Что такое ад? Если вся жизнь, от начала и до конца, сводится к тому, чтобы трудиться на благо коммунистической партии, есть и спать - не это ли это самый настоящий загробный ад уже здесь, при этой жизни? Можно ли назвать жизнью это жалкое существование? Нет надежды и нет выхода. Этот безысходный мрак кого угодно вгонит в самое тяжелое уныние.
Стоит ли удивляться повальному пьянству среди совграждан в застойное время? Стоит ли удивляться, что никто не вышел защищать обрушившуюся коммунистическую диктатуру в 1991 году, даже кагэбэшники: никто не хотел умирать за ложь и зловонные испарения удушливой коммунистической идеологии.
Волк в овечьей шкуре
Мечта известного рода мужчин найти себе молодую жену и воспитать её под свой вкус не может не вызывать отвращения: в этой мечте во всей полноте проявляется самодовольство, жестокость и вещное отношение к людям глупого и злого человека.
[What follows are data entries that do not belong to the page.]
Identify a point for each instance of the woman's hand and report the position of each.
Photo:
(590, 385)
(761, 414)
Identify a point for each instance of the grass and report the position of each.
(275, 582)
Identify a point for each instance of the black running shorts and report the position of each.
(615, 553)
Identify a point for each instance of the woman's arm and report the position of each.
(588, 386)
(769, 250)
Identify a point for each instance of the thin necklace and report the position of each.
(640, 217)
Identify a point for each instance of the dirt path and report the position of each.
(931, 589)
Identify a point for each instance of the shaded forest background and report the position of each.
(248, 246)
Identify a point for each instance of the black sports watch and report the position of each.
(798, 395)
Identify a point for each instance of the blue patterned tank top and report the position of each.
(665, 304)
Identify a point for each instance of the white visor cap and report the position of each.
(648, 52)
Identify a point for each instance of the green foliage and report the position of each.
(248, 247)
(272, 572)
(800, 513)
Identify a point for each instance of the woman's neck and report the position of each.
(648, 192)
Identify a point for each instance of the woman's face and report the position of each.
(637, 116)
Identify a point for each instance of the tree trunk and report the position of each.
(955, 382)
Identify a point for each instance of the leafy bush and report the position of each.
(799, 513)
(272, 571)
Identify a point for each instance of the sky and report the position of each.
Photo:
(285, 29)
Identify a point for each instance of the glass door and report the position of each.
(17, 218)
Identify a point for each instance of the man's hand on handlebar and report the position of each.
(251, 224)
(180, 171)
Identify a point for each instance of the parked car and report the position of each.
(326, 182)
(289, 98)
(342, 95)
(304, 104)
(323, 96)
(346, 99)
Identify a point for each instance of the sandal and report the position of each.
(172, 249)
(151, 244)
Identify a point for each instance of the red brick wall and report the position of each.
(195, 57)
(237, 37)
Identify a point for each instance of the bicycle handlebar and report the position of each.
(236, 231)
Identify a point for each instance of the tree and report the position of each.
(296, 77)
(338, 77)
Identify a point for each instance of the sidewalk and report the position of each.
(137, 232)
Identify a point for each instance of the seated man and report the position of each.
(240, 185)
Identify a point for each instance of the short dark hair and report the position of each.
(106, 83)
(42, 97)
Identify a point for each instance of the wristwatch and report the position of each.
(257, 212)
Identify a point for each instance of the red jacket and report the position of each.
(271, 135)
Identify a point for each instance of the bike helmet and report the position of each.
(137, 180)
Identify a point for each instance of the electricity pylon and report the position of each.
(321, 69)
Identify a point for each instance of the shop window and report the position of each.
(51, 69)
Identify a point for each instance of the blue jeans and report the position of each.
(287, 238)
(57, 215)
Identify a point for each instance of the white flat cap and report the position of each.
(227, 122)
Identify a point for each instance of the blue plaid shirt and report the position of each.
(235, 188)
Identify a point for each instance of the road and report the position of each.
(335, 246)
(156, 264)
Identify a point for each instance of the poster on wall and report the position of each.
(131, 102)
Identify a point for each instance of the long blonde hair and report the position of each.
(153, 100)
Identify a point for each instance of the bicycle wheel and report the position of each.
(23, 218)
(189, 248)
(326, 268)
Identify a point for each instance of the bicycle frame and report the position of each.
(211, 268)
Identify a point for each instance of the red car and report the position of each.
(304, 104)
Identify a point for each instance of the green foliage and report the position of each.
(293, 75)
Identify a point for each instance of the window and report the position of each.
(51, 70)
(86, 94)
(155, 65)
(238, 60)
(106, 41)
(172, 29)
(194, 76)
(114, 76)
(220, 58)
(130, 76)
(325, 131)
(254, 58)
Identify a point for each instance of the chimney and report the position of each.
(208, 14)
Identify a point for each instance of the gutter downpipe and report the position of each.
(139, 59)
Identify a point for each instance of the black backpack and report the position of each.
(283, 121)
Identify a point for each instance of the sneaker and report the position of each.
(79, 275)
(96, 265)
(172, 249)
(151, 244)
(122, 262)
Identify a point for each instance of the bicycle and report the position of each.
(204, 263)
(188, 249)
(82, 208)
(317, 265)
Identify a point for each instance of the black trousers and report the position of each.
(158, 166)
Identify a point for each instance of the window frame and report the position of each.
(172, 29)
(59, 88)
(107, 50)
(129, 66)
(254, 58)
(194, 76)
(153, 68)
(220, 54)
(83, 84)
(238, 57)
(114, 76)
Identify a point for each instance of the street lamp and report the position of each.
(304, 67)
Тут сразу приходит на ум незабываемый образ строгой, но справедливой совецкой учительницы, которая в соответствии с заветами коммунистической партии готовит из человеческого материала будущих строителей коммунизма, не забыв при этом предварительно разломать, растолочь и размять человеческий материал.
В своей наивной коммунистической вере в возможность перековать человека и сделать из него новое существо, пригодное для прогрессивных социалистических целей, несчастная выпускница педагогического вуза даже и не задумывается, на каком основании она считает себя носителем абсолютной справедливости в последней инстанции и почему она считает себя вправе ломать людей?
Рациональная схема, которую навязывают другим людям сторонники коммунистических идеалов, не выражает ничего, кроме личного убожества и узости сознания строителей коммунизма. Любое суждение о человеке - хороший он или плохой - это выражение личного своекорыстного желания использовать этого человека как материал для своих целей. Если его можно использовать - этот человек хороший, если нет - то плохой.
Вся коммунистическая идеология построена на желании растоптать всё живое вокруг и насадить взамен механический суррогат жизни, в котором было бы легко и удобно вести предсказуемое существование, пусть без свободы и творчества, зато в тихом маленьком уюте и материальном комфорте.
Заломанный человек обречен вести скрытное подпольное существование. Он может улыбаться ртом, но в душе у него будет царить пустота и уныние. Растоптанные и заброшенные жизненные порывы разрастаются примитивными атавизмами и прорываются в жизнь уродливыми словами и поступками. В коммунистические времена, в эпоху относительного благополучия, в брежневское время, таким проявлением было повальное пьянство: пили все от мала до велика: и школьники и старики, и рабочие и профессора, даже женщины прикладывались к бутылке как заправские сапожники.
Сердце не обманешь. Покалеченный человек может не осознавать ущерб, причиненный ему коммунистическим воспитанием, но он ощущает его душой. Такой человек при внешнем благополучии мучается тайной злобой. Многие совецкие учительницы со слезами жалуются, что бывшие ученики не здороваются с ними и не узнают их при встрече. Это не случайно: что посеешь то и пожнешь. Награда всегда найдёт своего героя.